Kidney rightfully basked in his side's success, asking, "What do we have, 100 professional players? And we have managed to come away with a Grand Slam. It's unbelievable isn't it? Maybe I won't pinch myself because then I'll wake up. But it's a special time. Hopefully we've made Ireland proud of us."
Fly-half Ronan O'Gara has also revealed Ireland began plotting their path to the Grand Slam immediately after dispatching France in their Six Nations opener.
In public, the Irish camp steadfastly refused to look any further than the next match and were reluctant to discuss the clean sweep even during the build-up to Saturday's gripping victory over Wales. But O'Gara admits the greatest prize in European rugby was thrust on to the agenda as soon as they had edged France 30-21 - their first win over Les Bleus since 2003.

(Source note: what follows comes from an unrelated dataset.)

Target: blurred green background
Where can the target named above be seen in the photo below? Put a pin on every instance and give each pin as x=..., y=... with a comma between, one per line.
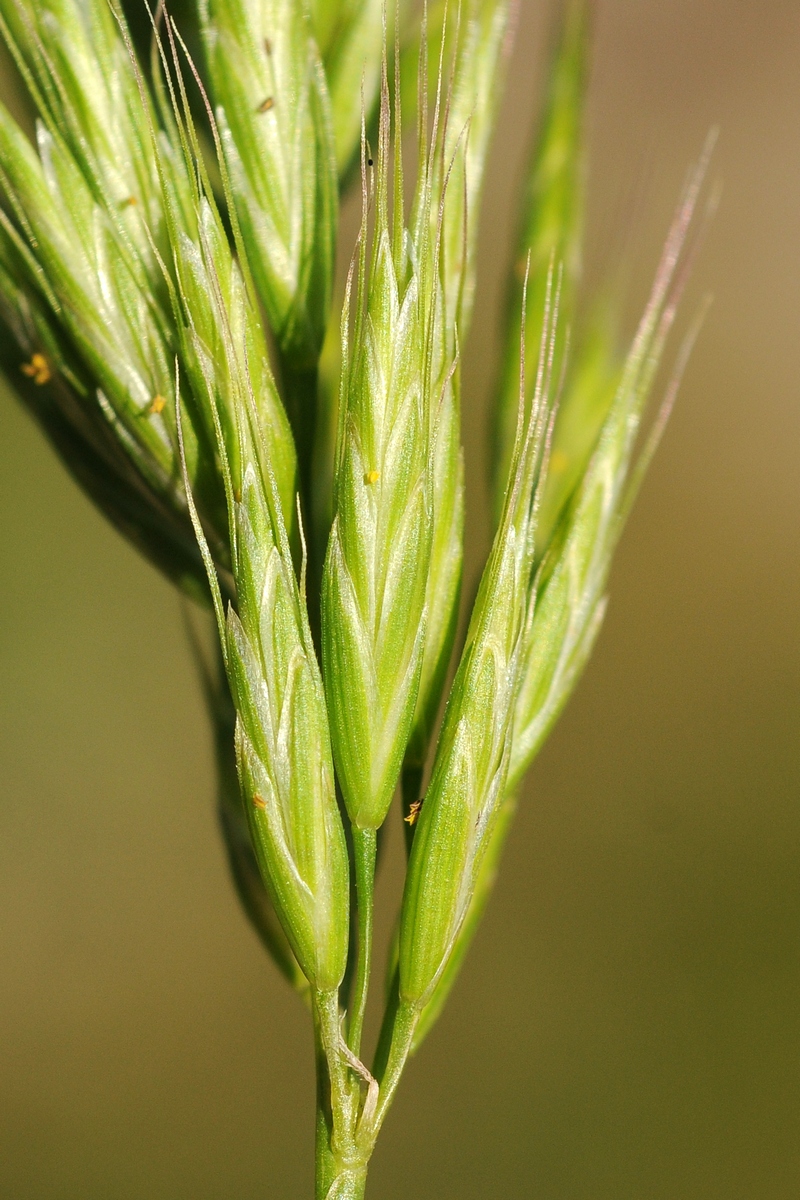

"I remember being in a huddle before the Italy game and I told us to go on and win the Grand Slam," said the Munster fly-half. "We started talking about it after the France game. We hadn't beaten them for six years so we knew this was a good opportunity. Once they were out of the way, the boys felt confident.
"We knew it would be tough in Cardiff but the boys were a little bit surprised at how little Wales played. Maybe in Ireland people thought the Munster players didn't commit as much to the Irish jersey as they did to the Munster jersey - but I'm so happy that's gone now," said O'Gara. "The Wales game meant everything - and it's one of the best, if not the best, moment in my career.
"The fellas in this team have massive mental belief in themselves. People go on about skill and physicality but that victory was about mental belief. We were 6-0 down at half-time and under pressure but we tore into them in the second half.
"It was a refusal to lose. Fellas wouldn't have come off the pitch until they'd won."
Head coach Declan Kidney, overseeing his first Six Nations, has stated throughout the championship he was surprised by the players' initial lack of self-belief. But clear-the-air talks over Christmas helped drag Ireland out of a difficult 18 months.
"It took time. But the important thing is to have an open forum to discuss your beliefs and that happened," said O'Gara. "There were a lot of honest and open meetings before Christmas.
"Once we left that camp, fellas began to realise this was a team that was going places. There was a time when we couldn't even pass the ball along the backline.
"There was something wrong there and that needed to be addressed. Declan's massive input is to create a happy environment and get the players to believe in themselves."